01 Warum deine Beiträge gerade so stark steigen
Die Versicherungsbeiträge kennen seit zwei Jahren nur eine Richtung: nach oben. Allein 2025 sind die Kfz-Tarife im Schnitt um 15 bis 20 Prozent gestiegen, Hausrat- und Wohngebäudeversicherungen um 10 bis 15 Prozent. Der Grund ist eine Mischung aus hoher Inflation bei Reparatur- und Materialkosten, mehr und teureren Unwetterschäden und gestiegenen Handwerkerpreisen.
Versicherer geben diese Kosten direkt über die Prämien weiter. Das ist ärgerlich, aber kein Naturgesetz. Wer einmal im Jahr eine Stunde investiert, kann den Anstieg fast vollständig ausgleichen. Genau dafür sind die folgenden sieben Tricks da.
Versicherungen sind kein Vertrag fürs Leben. Wer nie wechselt, zahlt nach ein paar Jahren oft deutlich mehr als Neukunden, bei exakt gleicher Leistung. Treue wird in dieser Branche nicht belohnt.

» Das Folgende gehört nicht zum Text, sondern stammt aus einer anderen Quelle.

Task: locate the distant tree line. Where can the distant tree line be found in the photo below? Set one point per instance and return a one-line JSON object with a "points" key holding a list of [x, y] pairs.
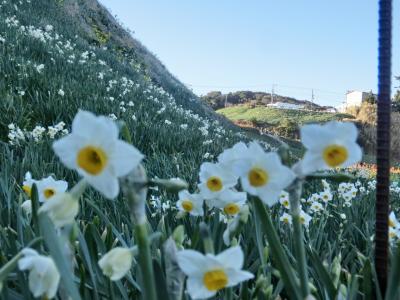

02 Trick 1: Einmal im Jahr vergleichen, der größte Hebel
Kein anderer Handgriff bringt so viel wie der jährliche Vergleich. Fünf Minuten auf einem unabhängigen Vergleichsportal genügen oft, um 200 Euro und mehr zu sparen, bei identischer Deckung. Achte dabei nicht nur auf den Preis, sondern auch auf die Leistungen: Eine billige Police, die im Schadensfall nicht zahlt, ist am Ende die teuerste.
Praktisch helfen dir digitale Werkzeuge enorm, die deine Verträge automatisch im Blick behalten und an Kündigungsfristen erinnern. Wie smarte Apps und KI-Assistenten den Alltag erleichtern, zeigen wir dir bei Lia Smart. So verpasst du keine Frist mehr.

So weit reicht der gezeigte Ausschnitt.